Normally, I'm what tech companies call a late adopter. The lights on my VCR still flash plaintively—12:00, 12:00, 12:00—as if time has given up on me in disgust. I can't pass a used record store without thumbing through the ancient LPs to see if they've got that replacement copy of From Her to Eternity I've been searching for since the great roof leak of 1985. For me, a text is what you find, copiously underlined, when you open a book.

That's right, a book. If they still sold scrolls, I'd be the guy with the library that smells like sheep. And why not? Books are a new-fangled invention. In 1490, John of Trittenheim wrote in his treatise In Praise of Scribes, "The word written on parchment will last a thousand years ... The most you can expect a book of paper to survive is two hundred years. Yet, there are many who think they can entrust their works to paper. Only time will tell." John of Trittenheim, it seems, was another late adopter.

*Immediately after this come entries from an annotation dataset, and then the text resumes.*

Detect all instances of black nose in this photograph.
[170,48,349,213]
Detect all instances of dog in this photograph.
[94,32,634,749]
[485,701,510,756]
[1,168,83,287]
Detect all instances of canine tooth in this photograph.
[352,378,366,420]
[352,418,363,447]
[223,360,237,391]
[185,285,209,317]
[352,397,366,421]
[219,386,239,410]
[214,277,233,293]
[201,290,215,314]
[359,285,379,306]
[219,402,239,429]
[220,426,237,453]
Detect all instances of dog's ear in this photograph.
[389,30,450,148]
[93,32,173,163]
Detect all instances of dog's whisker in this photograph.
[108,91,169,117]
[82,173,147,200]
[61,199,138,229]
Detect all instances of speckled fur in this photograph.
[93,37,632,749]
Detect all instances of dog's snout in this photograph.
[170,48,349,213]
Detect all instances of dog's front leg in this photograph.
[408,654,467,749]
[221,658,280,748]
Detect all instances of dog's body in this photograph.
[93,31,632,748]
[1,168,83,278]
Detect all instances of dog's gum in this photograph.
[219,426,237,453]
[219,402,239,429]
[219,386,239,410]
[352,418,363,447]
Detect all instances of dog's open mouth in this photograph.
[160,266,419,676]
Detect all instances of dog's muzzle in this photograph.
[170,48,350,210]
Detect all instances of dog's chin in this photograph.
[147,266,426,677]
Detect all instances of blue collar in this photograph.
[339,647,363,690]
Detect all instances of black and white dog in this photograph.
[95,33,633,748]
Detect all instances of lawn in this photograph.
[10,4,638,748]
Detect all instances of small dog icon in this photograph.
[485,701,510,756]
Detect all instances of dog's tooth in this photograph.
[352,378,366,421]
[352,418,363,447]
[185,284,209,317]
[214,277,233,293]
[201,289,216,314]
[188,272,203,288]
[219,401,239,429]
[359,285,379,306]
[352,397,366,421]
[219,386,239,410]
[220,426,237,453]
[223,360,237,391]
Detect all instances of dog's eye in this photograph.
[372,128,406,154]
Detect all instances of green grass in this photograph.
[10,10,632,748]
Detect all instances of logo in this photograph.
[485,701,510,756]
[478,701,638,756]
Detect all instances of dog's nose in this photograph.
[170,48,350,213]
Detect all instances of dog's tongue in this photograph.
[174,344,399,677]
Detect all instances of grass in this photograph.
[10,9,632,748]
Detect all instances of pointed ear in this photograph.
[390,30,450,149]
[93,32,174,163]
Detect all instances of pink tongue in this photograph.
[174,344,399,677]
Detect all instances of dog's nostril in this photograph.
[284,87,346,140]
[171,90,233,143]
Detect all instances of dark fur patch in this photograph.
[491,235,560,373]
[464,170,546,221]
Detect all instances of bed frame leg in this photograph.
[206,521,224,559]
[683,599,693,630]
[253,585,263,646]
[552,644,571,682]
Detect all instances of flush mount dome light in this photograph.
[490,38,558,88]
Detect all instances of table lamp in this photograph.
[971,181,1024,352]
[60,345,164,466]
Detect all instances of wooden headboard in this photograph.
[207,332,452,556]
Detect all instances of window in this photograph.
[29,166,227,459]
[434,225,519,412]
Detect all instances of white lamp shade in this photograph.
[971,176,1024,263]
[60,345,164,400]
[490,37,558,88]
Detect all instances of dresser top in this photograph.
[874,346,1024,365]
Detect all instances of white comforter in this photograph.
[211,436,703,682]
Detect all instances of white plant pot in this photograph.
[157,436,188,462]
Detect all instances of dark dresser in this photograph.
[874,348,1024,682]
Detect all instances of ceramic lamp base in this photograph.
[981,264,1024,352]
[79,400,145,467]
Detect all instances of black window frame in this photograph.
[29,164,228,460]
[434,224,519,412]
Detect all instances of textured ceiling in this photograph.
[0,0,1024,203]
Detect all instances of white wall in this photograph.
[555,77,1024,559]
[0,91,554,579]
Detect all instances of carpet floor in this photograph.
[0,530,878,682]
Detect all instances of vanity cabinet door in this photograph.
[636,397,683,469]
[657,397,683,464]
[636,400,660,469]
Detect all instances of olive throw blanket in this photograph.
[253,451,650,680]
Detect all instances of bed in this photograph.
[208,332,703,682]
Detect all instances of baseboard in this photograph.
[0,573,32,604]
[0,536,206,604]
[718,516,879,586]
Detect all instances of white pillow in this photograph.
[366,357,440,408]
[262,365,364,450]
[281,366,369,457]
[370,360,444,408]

So what am I doing with a Kindle? Call it curiosity. Call it fatalism. Or call it an aching back. I teach Shakespeare. Anyone remember how it feels to heft a copy of the complete plays? Great Birnam Wood to high Dunsinane hill comes, one semester after another, and I've started to feel as if I've carried every log. Whose idea was it to make books from wood? My new Kindle can hold 1,500 endless Russian novels-a lifetime supply of starving peasants, existential despair, and pale countesses waltzing in the snow-and I can carry them all around with me, not as a spine-twisting load in my backpack, but with no more effort than a flicker of light caught in a jar.

Still, reading Shakespeare on a Kindle can feel like drinking champagne from a plastic cup. When I first picked it up, it felt like an oversized pocket calculator, and there are a lot of buttons for a simple act like reading. (What's SYM do, anyway? Oh no!) It's great for traveling, but I can't picture myself curling up with my Kindle on a cold winter night. To be honest, I miss the smell of dust, and the way pages spill out of cheap paperbacks like students leaving class on the last day of the term. When you buy a book, you can feel strangely proud of yourself, as if you've just shaken hands with Walt Whitman or bought Socrates a round. Downloading an e-book feels ... well, like doing your taxes.

Don't get me wrong. I'm all for progress, and I'm convinced that what Amazon has produced is only the first of its kind: e-book readers will quickly become cheaper, lighter, and more responsive to the ways people read. On YouTube, you can see a prototype version of an electronic screen that can be rolled up or folded, changing its image as easily as you'd turn the pages of a book. Digital books can be published at very little cost, sent around the world in an instant, and hidden easily from the secret police. But what happens, I keep wondering, when the lights go out?

A book is just a box made of paper and glue, but in it burns a Promethean fire. As long as there are readers, we'll need books. But not only books. Just as we listen to both iPods and violins, we will embrace any technology that moves us.

Now can someone tell me how to turn this thing on?

Sergei Lobanov-Rostovsky, a professor of English, is back on campus after a year directing the 2008-09 Kenyon-Exeter Program in England.